Staunen über die Ausdrucksvielfalt

Emden. Ein grandioser Abend entwickelte sich am Donnerstag (4. Juli) in der Johannes a Lasco Bibliothek in Emden. Im 34. Konzert der „Gezeiten“ spielten Jan Vogler (Violoncello) und Tiffany Poon (Klavier) Musik zwischen Barock und Romantik. Die Pianistin aus New York, die am Vorabend ihr Debüt im Amsterdamer Concertgebouw gegeben hatte, war für den erkrankten Matthias Kirschnereit eingesprungen.

Treffpunkt Johannes a Lasco Bibliothek: Das Haus war beim Gezeitenkonzert am Donnerstag ausverkauft. Bilder: Karlheinz Krämer

Poon (Jahrgang 1996) pflegt einen ungemein ästhetischen Stil, der die emotionalen Momente in der Musik freilegt und ihnen Ausdruck gibt – durch wirkungsvolle Pausen, durch eigenwillige Gestik, durch stilistische Feinheiten. Das Ergebnis ist in jedem Fall bestechend, eindrücklich und teilte sich dem Publikum in der völlig ausverkauften Bibliothek ganz direkt mit.


Gaben schon Schumanns Fantasiestücke einen Eindruck von der subtilen Interpretationsweise der jungen Frau, die in Hongkong geboren wurde und in New York studierte, so steigerte sich dies in den „Kinderszenen“ um ein Vielfaches. Die kleinen Szenen behandelte Poon äußerst individuell. Sie wechselte die Tempi, ließ größere oder kleinere Abstände zwischen den Miniaturen, setzte bedeutungsschwangere Akzente. Kurz, sie entwickelte aus dem kurzen Zyklus ein lyrisches Gedicht in 13 Strophen.


Der Cellist Jan Vogler (Jahrgang 1964) hatte für seinen Solobeitrag Bachs Suite Nr. 5 für Violoncello solo ausgesucht, ein Werk, das ihm besonders nahe gehe, sagte er selber. Dafür hatte er die Cello-Saite a nach g heruntergestimmt und dem Instrument dadurch eine dunklere, geheimnisvolle Klangfarbe gegeben, so, wie Bach es – angeblich – vorgesehen hatte mit seinem Werk in c-Moll.
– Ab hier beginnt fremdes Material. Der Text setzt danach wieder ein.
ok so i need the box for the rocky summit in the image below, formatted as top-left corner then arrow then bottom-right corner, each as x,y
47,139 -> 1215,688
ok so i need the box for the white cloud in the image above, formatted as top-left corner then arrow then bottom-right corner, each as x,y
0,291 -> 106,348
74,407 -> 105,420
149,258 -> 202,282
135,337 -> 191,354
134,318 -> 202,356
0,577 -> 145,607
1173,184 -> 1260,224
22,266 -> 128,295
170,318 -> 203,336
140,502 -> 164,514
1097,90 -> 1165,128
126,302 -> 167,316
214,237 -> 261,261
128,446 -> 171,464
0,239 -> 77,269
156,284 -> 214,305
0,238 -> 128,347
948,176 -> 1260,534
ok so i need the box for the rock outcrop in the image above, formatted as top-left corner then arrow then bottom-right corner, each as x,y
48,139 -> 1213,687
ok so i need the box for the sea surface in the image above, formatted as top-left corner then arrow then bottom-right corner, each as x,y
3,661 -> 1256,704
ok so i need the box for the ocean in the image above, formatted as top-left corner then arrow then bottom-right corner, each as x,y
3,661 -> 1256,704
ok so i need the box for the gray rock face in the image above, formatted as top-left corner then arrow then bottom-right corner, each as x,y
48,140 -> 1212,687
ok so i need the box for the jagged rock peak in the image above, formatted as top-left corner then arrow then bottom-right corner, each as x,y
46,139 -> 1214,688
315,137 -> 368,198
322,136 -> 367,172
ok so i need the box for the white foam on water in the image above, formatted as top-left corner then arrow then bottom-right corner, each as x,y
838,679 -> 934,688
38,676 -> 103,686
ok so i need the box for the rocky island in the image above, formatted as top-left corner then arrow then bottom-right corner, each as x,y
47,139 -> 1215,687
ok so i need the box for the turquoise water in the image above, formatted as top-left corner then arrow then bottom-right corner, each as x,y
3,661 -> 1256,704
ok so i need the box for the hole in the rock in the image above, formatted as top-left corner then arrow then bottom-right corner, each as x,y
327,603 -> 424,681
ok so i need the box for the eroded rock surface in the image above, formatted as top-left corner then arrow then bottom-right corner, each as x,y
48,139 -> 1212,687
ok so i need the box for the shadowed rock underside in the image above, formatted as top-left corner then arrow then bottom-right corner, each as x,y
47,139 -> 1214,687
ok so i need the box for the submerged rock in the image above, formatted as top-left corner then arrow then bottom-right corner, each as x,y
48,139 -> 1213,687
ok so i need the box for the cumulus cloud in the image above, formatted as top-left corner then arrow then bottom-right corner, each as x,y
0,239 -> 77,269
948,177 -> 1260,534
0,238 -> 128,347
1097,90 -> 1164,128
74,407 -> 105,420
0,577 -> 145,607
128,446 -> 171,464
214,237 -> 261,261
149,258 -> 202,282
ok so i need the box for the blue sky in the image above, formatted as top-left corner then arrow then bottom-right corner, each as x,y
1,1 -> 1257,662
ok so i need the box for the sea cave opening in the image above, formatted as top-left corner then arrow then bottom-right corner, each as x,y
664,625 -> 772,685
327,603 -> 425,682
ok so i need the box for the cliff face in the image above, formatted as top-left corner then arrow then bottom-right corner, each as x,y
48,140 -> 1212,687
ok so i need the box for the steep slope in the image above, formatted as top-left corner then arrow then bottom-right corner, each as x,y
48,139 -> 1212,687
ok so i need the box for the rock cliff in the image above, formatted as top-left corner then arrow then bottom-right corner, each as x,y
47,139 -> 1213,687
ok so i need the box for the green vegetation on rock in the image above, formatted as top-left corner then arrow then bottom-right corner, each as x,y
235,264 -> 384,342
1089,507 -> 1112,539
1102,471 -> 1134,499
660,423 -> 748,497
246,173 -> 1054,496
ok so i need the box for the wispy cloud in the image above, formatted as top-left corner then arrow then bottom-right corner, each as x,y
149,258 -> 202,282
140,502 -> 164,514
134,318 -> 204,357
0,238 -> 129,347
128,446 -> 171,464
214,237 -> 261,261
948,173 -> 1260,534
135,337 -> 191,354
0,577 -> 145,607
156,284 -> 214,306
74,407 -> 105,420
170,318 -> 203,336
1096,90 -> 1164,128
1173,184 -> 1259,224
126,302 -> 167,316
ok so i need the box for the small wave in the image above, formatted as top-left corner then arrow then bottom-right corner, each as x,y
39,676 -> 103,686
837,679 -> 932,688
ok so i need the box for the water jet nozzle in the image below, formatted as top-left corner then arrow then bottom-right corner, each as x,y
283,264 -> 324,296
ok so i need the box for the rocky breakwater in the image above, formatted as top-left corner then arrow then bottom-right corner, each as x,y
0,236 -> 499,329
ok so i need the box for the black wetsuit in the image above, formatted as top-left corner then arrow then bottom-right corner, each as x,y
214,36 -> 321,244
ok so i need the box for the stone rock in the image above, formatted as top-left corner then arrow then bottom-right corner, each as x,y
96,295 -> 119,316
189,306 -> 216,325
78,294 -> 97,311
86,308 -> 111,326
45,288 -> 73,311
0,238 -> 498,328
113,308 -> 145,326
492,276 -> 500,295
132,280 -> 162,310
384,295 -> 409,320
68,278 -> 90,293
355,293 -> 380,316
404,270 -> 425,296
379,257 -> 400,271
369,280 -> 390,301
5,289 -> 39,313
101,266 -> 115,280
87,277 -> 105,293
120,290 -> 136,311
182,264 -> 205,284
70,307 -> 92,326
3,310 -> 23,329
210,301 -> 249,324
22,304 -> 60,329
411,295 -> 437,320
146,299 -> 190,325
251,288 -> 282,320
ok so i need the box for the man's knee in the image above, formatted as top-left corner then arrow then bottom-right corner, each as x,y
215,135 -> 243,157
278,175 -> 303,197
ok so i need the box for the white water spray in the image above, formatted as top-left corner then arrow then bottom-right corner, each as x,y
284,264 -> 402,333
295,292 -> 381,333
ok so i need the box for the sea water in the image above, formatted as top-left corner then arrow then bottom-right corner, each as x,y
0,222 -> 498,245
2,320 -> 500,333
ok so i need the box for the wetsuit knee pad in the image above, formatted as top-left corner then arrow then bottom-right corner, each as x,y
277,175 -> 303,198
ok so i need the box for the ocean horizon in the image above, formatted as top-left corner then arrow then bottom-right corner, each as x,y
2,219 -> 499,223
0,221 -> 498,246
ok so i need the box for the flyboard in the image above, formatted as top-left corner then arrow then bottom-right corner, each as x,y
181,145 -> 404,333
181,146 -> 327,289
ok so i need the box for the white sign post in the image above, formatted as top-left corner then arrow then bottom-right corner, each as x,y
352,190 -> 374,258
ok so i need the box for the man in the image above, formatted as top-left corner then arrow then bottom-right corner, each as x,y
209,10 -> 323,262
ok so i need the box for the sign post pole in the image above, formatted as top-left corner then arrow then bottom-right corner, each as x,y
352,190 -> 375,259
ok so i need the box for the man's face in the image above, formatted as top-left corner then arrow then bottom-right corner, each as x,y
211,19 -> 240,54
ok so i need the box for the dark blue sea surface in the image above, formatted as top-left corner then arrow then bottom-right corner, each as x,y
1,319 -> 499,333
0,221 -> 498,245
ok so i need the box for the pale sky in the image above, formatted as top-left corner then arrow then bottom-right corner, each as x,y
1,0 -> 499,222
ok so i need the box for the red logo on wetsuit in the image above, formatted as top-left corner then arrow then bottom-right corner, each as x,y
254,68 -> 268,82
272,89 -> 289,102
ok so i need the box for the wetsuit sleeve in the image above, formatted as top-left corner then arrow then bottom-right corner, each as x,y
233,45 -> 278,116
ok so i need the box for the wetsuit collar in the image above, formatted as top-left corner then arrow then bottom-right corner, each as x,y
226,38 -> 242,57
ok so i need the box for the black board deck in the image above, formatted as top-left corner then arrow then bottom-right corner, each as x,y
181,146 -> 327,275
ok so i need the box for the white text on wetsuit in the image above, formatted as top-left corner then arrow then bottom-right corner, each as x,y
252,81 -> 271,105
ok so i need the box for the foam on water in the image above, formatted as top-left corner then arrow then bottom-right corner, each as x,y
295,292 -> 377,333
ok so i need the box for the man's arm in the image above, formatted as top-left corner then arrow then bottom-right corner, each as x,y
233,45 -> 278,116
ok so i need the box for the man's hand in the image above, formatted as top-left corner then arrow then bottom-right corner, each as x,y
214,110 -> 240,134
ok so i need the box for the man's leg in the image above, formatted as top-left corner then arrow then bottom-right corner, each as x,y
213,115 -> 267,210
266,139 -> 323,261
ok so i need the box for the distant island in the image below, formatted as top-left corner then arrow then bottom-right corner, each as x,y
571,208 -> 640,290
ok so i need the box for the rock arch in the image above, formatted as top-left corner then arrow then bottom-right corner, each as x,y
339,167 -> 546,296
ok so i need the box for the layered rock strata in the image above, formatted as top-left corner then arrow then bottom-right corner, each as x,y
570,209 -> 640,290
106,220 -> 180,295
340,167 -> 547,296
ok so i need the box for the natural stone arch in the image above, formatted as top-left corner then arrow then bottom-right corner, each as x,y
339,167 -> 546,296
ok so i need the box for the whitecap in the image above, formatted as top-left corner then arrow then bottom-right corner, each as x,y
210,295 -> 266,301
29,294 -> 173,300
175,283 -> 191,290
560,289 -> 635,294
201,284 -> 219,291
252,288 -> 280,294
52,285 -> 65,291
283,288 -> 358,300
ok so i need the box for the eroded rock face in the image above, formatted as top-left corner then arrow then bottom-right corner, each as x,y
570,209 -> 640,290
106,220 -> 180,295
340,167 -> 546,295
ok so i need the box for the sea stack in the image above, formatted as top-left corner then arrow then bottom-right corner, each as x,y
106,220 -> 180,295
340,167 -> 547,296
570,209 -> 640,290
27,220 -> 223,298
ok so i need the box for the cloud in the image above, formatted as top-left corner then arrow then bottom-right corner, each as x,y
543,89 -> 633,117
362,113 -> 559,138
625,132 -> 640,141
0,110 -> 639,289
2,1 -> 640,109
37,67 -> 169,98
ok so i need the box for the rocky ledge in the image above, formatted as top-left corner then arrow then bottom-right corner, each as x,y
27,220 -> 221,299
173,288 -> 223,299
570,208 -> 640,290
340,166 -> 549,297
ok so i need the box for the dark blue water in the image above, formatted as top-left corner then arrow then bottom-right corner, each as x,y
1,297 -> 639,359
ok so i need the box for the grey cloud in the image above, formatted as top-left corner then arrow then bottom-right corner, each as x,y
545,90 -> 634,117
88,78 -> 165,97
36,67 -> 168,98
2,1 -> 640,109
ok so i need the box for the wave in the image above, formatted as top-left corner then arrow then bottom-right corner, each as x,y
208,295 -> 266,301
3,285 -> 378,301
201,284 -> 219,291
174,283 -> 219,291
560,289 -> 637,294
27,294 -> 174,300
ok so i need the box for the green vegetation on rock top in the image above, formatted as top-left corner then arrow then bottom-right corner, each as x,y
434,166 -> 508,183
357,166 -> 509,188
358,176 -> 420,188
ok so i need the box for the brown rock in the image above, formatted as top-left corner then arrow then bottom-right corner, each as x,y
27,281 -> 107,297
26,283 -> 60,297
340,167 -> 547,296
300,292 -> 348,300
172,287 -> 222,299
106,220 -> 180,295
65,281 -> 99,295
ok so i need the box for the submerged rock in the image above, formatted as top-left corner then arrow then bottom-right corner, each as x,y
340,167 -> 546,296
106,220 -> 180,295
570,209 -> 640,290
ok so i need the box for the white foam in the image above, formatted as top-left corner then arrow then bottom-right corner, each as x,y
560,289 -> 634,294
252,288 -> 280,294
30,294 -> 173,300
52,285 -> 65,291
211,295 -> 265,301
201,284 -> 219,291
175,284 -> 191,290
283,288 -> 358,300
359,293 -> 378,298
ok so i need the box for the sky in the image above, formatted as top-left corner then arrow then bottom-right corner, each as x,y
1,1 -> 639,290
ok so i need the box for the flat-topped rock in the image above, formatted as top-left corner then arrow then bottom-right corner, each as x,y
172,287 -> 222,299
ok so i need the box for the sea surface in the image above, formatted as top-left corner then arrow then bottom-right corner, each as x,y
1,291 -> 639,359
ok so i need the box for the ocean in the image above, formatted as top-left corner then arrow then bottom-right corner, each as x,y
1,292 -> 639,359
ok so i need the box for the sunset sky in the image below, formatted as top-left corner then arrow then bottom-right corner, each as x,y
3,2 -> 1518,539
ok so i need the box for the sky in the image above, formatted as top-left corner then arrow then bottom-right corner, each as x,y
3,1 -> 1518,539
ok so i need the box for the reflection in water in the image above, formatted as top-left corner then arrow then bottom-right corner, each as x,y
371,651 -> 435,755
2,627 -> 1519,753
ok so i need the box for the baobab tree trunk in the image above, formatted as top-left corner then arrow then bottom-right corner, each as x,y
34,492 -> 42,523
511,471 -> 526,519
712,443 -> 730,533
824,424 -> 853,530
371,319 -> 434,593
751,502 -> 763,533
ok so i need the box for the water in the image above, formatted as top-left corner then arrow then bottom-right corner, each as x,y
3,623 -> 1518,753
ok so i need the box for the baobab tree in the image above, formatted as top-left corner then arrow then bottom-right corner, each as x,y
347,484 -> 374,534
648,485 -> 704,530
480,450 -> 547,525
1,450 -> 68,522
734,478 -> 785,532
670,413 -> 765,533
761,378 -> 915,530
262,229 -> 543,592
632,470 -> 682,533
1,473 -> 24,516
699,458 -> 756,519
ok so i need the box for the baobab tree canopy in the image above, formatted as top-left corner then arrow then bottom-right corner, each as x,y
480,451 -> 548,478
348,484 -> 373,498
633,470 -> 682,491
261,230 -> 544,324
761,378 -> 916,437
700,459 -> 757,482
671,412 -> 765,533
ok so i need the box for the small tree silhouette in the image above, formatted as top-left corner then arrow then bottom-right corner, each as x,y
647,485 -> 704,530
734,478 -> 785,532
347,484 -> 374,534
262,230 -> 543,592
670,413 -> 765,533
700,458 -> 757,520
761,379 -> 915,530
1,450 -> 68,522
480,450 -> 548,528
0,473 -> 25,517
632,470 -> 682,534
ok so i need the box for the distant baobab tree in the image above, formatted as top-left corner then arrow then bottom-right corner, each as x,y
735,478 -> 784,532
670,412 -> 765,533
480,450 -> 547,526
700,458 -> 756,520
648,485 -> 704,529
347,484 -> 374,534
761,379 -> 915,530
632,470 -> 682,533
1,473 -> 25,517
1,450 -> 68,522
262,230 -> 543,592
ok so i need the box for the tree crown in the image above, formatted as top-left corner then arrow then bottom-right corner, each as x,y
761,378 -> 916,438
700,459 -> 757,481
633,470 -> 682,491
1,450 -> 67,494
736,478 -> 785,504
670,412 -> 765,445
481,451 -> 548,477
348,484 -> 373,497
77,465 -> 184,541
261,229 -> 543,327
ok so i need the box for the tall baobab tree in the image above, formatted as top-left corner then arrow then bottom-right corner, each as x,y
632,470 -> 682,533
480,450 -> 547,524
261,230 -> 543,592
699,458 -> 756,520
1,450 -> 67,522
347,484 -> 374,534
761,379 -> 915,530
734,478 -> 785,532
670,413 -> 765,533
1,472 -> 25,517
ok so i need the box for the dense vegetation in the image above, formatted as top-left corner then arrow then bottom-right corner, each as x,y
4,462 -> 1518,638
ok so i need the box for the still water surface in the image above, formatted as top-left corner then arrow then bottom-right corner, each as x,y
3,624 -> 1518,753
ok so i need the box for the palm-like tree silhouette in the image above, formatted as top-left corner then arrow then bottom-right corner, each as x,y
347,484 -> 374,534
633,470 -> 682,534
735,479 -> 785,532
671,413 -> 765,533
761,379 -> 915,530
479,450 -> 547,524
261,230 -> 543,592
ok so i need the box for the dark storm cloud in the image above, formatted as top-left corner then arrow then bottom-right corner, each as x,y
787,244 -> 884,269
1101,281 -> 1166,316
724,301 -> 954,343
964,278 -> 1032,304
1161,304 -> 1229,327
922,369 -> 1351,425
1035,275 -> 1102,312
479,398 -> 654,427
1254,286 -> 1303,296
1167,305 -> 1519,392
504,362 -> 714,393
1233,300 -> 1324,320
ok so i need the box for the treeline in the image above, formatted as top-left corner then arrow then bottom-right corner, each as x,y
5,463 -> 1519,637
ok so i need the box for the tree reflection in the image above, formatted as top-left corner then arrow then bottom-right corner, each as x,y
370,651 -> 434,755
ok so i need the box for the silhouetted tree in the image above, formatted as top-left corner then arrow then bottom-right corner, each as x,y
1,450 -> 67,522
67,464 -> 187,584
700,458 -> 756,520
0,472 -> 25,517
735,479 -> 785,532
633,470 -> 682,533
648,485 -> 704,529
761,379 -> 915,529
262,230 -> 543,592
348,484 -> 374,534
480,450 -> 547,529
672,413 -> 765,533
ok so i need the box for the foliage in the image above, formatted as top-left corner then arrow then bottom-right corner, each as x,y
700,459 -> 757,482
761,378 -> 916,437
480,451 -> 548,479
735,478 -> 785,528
In der Charakteristik der Tonarten hat das c-Moll im 17. Jahrhundert die Bedeutung „klagend, traurig“. Und so stürzt Bach den Hörer tatsächlich in die Tiefe – befreit ihn allerdings im letzten Satz auch wieder aus dieser Depression. Entscheidend sei, so Vogler, die Sarabande, die als ausdrucksstarkes Lamento komponiert sei. Das hochvirtuose Werk wurde von Vogler mit bravouröser Gelassenheit gespielt, die die ganze Erfahrung des Musikers in sich trug.

Immer wieder einen zweiten Blick wert: das Tee-Präsent für die Künstler

Zum letzten Stück des Abends, Beethovens „Sonate Nr. 3“ in A-Dur waren Poon und Vogler wieder gemeinsam auf der Bühne und zeigten durch ihr wunderbar ausgeglichenes Miteinander, dass sie nicht zum ersten Mal gemeinsam konzertierten. Besonders das von Synkopen geprägte Scherzo machte deutlich, wie sicher und konzentriert die beiden im musikalischen Umgang zu agieren vermögen. Die schöne Melodik des Werkes in allen drei Sätzen und die feinsinnige Umsetzung rissen das Publikum in der ausverkauften Bibliothek zu Beifallsstürmen hin.

Auch die Zugaben blieben dabei nicht außen vor. „Purple Rain“ des amerikanischen Musikers Prince wurde derart bejubelt, dass das Konzert erst mit dem eindrucksvollen langsamen Satz aus der spätromantischen Cello-Sonate g-Moll op.19 von Sergej Rachmaninoff zu Ende ging. Was blieb, war ein Staunen über die unendlich scheinende Vielfalt an Ausdrucksmöglichkeiten, die die Musiker in diesem Konzert überzeugend dazustellen vermochten.